Extended Data Figure 10 |. Circularization of ecDNA enables novel DNA interaction.

a, Chromatin interaction heatmaps comparing GBM39 with U87 cells, generated from PLAC-seq/HiChIP analyses using H3K27ac as the anchor. GBM39 ecDNA region was downsampled to a comparable level of U87 to normalize for copy number. Contrast heatmap shows the differential interaction. Green arrows indicate the increased corner reads in GBM39 ecDNA junctional region but not in U87 chrDNA locus, demonstrating ecDNA circularity.

b-c, Virtual 4C read counts from viewpoint 1 (ecDNA junction) and 2 (EGFR promoter), respectively.

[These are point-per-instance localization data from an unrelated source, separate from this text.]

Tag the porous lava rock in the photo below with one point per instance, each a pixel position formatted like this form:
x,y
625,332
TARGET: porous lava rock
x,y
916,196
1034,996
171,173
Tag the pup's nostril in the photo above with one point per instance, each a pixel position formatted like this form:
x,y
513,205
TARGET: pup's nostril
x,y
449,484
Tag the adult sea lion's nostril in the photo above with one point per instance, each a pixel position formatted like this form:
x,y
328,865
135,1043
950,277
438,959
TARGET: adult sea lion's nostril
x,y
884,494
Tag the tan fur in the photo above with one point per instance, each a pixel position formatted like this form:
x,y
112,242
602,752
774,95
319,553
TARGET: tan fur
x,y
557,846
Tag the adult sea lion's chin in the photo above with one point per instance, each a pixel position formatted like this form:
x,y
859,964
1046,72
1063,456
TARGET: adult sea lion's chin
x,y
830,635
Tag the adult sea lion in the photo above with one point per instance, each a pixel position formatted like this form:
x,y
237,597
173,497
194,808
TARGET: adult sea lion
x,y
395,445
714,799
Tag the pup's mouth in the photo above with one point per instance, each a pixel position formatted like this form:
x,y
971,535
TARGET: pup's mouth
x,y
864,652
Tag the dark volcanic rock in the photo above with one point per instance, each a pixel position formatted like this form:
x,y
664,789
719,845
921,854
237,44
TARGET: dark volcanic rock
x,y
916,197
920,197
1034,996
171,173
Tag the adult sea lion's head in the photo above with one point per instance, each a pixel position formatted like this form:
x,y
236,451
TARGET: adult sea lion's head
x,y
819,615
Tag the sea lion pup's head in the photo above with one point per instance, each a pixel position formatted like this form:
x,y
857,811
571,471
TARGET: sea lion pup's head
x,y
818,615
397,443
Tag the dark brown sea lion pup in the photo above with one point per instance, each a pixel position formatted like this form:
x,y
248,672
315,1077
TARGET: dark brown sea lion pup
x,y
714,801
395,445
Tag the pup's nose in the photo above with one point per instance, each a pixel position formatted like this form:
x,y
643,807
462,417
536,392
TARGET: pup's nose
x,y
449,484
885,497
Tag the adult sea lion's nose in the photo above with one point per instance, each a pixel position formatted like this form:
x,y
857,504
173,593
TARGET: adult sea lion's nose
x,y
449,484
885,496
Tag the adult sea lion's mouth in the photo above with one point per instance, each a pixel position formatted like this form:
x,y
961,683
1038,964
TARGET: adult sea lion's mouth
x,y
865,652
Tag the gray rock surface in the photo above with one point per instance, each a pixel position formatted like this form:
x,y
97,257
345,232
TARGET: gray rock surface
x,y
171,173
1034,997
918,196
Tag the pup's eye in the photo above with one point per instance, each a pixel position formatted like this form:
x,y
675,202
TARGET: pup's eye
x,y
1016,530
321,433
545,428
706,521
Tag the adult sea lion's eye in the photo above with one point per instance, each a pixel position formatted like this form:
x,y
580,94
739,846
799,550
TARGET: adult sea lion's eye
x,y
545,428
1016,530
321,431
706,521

d, Actual 4C-seq read counts, and the read count ratio of GBM39 over U87 from the viewpoint 2.

e-f, Models depicting local and distal interactions with EGFR promoter and proposed model for CRISPRi masking of EGFR promoter.

g-h, qPCR quantification of gene expression in regions proximal and distal to EGFR. Data are mean ± s.e.m.; n = 3; each data point represents three technical replicates from one representative result (criNC: CRISPRi negative control; One-way ANOVA; N.S, not significant; **, P < 0.01; ***, P < 0.001; ****, P < 0.0001)

i, Exogenous expression of EGFRvIII in U87 cells (U87-EGFRvIII) and the activation of EGFR signaling was confirmed by western blot. Experiment was repeated for 3 times, with each replicate showing similar results. See Supplementary Figure 1 for source data.).

j, qPCR quantification of EGFR-neighboring gene expression in U87 cells, with and without ectopic EGFRvIII overepxression. Data are mean ± s.e.m.; n = 3; each data point represents three technical replicates from one representative result (Welch’s t-test; N.S, not significant; GBAS, P = 0.038; EGFR, P = 0.003).